Building the Dream: Canada's Housing Supply Shortfall

Building the Dream: Canada's Housing Supply Shortfall

Thanks for reading?Lasting Financial Security,?a daily series of financial stories covering various economic, market, and real estate perspectives that could impact your financial security. I aim to give you the information necessary to make informed decisions to safeguard your wealth. -?Adrian Spitters, Private Wealth Advisor, PFC Wealth Solutions .

Want to stay in the know??Subscribe to this series using the button above.

If you like the stories I write, please share. It helps get the information out to people who may benefit.

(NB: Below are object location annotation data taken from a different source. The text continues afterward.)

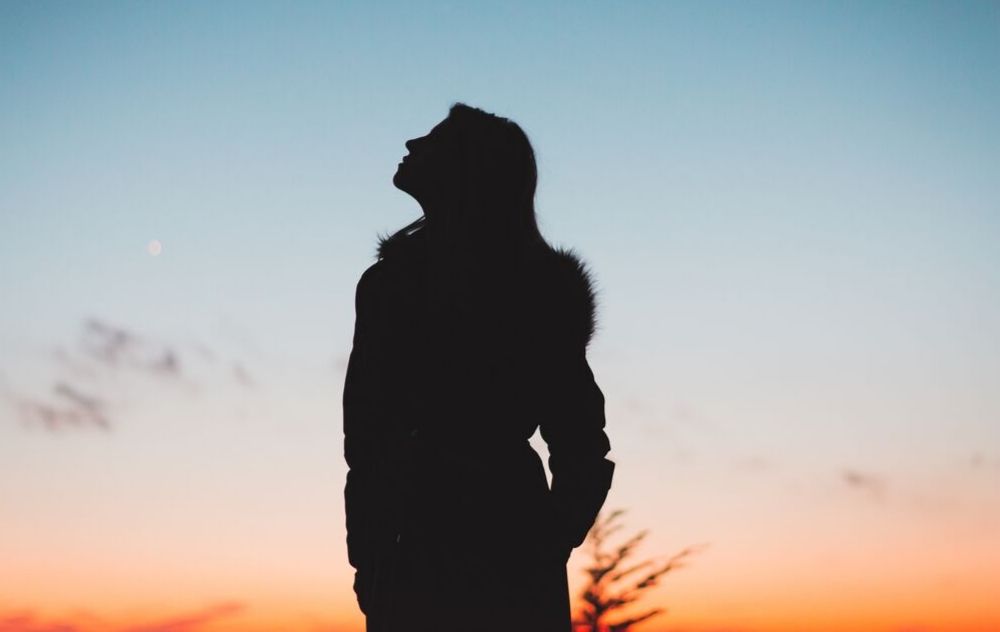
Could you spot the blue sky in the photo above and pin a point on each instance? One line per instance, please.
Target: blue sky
(792, 209)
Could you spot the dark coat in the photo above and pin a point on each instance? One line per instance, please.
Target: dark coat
(451, 524)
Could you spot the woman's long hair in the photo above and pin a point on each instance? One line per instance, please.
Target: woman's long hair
(497, 179)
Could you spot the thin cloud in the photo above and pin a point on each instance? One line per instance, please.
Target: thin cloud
(864, 482)
(193, 621)
(29, 621)
(70, 407)
(117, 347)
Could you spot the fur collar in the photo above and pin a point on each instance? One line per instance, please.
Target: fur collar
(559, 284)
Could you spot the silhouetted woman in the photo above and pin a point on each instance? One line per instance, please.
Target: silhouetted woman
(471, 332)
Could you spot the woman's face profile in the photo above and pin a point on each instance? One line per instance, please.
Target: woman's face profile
(428, 171)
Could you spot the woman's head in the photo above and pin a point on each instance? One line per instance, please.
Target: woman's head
(474, 175)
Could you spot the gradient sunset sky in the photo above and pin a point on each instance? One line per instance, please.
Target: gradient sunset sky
(792, 212)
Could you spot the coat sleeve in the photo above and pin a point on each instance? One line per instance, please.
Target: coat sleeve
(572, 425)
(359, 413)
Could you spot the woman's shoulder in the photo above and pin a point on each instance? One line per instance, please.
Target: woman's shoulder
(563, 288)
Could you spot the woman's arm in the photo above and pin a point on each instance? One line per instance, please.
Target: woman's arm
(360, 412)
(572, 424)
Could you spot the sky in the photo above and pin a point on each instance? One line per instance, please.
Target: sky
(791, 211)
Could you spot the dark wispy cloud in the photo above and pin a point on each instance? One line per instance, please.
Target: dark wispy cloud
(83, 374)
(68, 407)
(117, 347)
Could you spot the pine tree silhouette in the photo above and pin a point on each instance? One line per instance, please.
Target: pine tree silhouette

Let me know what you want to hear about using #LastingFinanciaSecurity in the comments below. Let's get started…

Canadians Are Investing Less Towards Building New Homes

In Canada, the dream of owning a home is drifting further from reality as residential construction investment takes a nosedive. BMO Capital Markets, a prominent Canadian financial institution, has issued a stark warning to investors and policymakers alike, shedding light on a concerning trend that could impact the future of housing in the Great White North.

Real (inflation adjusted) residential construction spending experienced a modest 1.6% rise in August. While that might seem like good news, it's essential to put it into perspective. This uptick was the first increase in a year and remains a staggering 27% below the previous year. In fact, this is the most substantial annual decline since 2011, and it's raising some serious concerns.

BMO's Senior Economist, Sal Guartieri, emphasized the gravity of the situation, saying, "The level is a little higher than during the darkest days of the pandemic." These words certainly don't bode well for the future of homebuilding.

This downturn isn't exclusive to traditional residential builders; it's a systemic issue. BMO points out that non-residential construction has managed to maintain spending levels from the previous year. So, what's driving this housing construction crisis?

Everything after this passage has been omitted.